Questions fréquentes sur les aides pour les apprentis
1. Quel est le salaire minimum d’un apprenti en 2026 ?
Le salaire varie selon l’âge et l’année de contrat. Un apprenti de 18 à 20 ans en 1re année perçoit environ 43 % du SMIC, soit autour de 785 €/mois. Ce pourcentage augmente avec l’âge et l’ancienneté, pour atteindre 100 % du SMIC dès 26 ans.
2. Un apprenti est-il considéré comme étudiant ou salarié pour les aides sociales ?
L’apprenti a un statut hybride : salarié sur le plan du droit du travail, il peut être assimilé à un étudiant pour certaines aides sociales. Il accède aux logements CROUS et aux tarifs étudiants, tout en bénéficiant des droits des salariés pour les aides CAF.
3. Peut-on bénéficier des aides CAF en tant qu’apprenti mineur vivant chez ses parents ?
Un apprenti mineur vivant chez ses parents n’est généralement pas éligible aux APL, le bail n’étant pas à son nom. Ses parents peuvent toutefois continuer à percevoir les allocations familiales jusqu’à ses 20 ans si son salaire reste inférieur à 55 % du SMIC.
4. L’apprentissage est-il compatible avec le RSA ou la prime d’activité si on est parent isolé ?

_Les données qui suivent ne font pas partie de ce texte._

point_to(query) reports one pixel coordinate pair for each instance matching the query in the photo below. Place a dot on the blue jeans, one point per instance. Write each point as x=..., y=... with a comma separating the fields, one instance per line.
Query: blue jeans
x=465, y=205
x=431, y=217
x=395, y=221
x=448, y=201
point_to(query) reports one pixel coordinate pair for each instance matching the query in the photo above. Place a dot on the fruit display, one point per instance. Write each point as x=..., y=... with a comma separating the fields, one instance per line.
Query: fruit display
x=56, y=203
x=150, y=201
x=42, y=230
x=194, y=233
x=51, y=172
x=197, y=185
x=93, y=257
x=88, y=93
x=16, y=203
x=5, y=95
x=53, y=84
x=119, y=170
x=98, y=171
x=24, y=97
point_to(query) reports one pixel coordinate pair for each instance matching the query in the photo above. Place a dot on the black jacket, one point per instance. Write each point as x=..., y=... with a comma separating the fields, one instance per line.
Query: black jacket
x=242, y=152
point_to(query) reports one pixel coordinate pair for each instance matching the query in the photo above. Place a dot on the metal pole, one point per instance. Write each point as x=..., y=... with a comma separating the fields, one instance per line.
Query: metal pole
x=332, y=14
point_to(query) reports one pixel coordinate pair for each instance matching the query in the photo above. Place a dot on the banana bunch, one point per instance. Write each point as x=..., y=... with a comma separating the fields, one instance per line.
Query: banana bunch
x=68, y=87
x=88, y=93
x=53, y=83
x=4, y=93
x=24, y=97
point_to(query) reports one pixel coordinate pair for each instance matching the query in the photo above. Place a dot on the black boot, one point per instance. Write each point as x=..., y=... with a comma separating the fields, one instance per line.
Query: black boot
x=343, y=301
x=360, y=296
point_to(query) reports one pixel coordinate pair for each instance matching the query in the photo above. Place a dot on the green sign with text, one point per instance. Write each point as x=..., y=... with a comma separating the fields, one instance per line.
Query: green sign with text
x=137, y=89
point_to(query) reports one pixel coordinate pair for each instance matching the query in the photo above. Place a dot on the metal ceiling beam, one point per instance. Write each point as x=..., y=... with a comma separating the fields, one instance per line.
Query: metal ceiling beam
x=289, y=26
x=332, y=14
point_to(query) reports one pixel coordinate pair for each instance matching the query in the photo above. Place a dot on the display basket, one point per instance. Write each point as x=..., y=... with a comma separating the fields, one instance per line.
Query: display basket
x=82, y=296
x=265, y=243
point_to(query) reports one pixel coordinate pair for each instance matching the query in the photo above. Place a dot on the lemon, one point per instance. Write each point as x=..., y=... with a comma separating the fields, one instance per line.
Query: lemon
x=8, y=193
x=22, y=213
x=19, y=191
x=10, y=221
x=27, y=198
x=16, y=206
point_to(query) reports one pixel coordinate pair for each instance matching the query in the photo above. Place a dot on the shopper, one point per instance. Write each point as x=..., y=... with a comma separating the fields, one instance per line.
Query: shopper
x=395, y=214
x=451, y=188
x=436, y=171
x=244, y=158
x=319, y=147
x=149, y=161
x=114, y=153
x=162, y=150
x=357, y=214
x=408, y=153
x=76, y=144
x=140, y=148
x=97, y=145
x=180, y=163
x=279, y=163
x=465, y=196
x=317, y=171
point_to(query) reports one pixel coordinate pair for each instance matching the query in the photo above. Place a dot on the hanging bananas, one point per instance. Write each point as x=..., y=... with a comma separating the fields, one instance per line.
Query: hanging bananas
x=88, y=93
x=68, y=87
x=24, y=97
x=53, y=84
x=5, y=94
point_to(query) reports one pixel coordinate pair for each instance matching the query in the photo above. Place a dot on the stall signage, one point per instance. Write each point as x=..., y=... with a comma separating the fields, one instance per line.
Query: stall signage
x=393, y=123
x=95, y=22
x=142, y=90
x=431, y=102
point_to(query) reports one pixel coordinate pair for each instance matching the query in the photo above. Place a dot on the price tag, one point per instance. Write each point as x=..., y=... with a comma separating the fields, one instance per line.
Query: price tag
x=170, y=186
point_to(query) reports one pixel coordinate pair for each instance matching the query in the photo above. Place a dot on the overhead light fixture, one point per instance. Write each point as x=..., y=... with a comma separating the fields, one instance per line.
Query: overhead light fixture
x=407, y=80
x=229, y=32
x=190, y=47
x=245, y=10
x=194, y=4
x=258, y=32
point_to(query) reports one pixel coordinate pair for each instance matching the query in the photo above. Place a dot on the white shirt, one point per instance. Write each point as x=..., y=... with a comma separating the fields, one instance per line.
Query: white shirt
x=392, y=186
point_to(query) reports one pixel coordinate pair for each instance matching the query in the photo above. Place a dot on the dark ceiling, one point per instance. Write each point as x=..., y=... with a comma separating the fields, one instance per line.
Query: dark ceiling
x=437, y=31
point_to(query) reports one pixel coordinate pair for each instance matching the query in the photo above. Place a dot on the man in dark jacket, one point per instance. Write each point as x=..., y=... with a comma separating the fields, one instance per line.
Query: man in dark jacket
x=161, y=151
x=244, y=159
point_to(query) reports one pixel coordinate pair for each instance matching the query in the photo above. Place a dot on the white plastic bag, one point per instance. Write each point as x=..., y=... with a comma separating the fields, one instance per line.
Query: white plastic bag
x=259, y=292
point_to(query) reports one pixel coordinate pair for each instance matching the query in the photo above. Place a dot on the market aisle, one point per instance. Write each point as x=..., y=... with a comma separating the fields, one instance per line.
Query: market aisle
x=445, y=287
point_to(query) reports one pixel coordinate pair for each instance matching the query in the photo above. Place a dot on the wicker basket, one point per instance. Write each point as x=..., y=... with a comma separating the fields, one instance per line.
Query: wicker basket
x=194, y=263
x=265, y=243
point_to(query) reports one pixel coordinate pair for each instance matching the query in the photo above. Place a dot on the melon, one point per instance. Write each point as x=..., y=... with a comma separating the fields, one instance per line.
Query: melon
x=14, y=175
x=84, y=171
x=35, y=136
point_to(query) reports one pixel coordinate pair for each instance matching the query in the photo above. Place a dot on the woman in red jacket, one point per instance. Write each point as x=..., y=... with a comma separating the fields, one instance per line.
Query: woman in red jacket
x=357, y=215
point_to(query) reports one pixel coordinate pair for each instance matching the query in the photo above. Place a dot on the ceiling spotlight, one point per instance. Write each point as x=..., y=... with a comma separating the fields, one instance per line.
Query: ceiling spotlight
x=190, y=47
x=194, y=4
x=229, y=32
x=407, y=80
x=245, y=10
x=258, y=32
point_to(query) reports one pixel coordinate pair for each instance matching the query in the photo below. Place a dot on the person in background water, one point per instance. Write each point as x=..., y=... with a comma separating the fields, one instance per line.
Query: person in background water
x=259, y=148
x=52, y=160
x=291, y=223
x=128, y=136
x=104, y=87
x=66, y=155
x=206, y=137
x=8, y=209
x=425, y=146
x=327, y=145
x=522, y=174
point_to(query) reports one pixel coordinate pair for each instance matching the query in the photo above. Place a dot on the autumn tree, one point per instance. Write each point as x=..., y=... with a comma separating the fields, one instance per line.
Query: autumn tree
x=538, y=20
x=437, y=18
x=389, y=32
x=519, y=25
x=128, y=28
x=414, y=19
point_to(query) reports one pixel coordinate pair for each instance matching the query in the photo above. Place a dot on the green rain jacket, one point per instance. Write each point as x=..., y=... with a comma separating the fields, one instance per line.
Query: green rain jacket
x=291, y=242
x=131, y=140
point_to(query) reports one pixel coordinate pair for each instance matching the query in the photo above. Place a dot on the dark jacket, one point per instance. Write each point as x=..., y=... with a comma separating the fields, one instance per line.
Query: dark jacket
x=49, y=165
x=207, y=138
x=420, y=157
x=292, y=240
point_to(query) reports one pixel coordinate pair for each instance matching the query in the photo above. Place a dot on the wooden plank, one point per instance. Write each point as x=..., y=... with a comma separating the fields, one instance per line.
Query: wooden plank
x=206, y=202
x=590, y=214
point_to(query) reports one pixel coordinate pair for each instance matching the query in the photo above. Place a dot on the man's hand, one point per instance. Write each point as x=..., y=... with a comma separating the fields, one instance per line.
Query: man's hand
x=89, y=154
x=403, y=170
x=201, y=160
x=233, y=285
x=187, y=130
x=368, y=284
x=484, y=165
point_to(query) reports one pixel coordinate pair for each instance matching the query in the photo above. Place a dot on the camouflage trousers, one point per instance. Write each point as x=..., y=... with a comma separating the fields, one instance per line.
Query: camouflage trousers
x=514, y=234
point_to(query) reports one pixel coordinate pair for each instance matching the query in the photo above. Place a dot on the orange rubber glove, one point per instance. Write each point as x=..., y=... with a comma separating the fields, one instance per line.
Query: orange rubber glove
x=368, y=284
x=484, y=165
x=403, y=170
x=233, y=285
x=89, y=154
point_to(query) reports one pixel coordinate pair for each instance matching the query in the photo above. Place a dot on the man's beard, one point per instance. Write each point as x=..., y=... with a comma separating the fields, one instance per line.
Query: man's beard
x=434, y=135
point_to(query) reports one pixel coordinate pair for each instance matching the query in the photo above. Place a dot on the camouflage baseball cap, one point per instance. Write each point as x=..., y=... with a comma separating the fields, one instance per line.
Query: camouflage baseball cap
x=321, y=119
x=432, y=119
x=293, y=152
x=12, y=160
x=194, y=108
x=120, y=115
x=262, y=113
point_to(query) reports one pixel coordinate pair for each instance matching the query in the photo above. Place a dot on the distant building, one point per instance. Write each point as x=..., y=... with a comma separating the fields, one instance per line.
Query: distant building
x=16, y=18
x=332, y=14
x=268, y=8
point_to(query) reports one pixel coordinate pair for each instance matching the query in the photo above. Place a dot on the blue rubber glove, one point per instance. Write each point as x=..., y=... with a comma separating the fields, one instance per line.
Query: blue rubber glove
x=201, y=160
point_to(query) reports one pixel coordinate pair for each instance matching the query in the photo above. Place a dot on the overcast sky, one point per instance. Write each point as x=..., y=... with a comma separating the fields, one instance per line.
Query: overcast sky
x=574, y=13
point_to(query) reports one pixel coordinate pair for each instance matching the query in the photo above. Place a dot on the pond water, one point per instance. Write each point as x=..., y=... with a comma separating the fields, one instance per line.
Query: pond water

Un apprenti parent isolé peut cumuler la prime d’activité avec son salaire, même sous le seuil général de 1 117 €/mois, grâce à la dérogation liée à la charge d’enfant. Pour le RSA, le cumul est possible mais encadré : les revenus d’apprentissage sont pris en compte dans le calcul.
5. Les aides pour apprentis sont-elles imposables ?
Le salaire d’apprenti est exonéré d’impôt sur le revenu dans la limite du SMIC annuel (environ 21 600 €). Les aides CAF (APL, prime d’activité) et les aides régionales sont généralement non imposables. En cas de doute, renseignez-vous auprès de votre centre des impôts.
6. Que se passe-t-il pour les aides si le contrat est rompu ?
En cas de rupture, les aides sont recalculées selon votre nouvelle situation. Les APL sont maintenues si vous conservez votre logement et restez dans un dispositif d’insertion. La prime d’activité s’arrête sans revenus d’activité. Dans ce cas, rapprochez-vous rapidement de la CAF et de votre Mission Locale.
Ce qu’il faut retenir sur les aides pour les apprentis
Les apprentis disposent en 2026 d’un large éventail d’aides financières couvrant le logement, les transports, l’équipement et des situations spécifiques. Ces dispositifs sont pour la plupart cumulables et accessibles dès la signature du contrat d’apprentissage.
Une démarche bien organisée peut représenter plusieurs centaines d’euros de gain mensuel. Ne laissez pas passer ces droits : anticipez vos demandes, déclarez vos revenus à la CAF chaque trimestre et renseignez-vous auprès de votre CFA dès votre arrivée.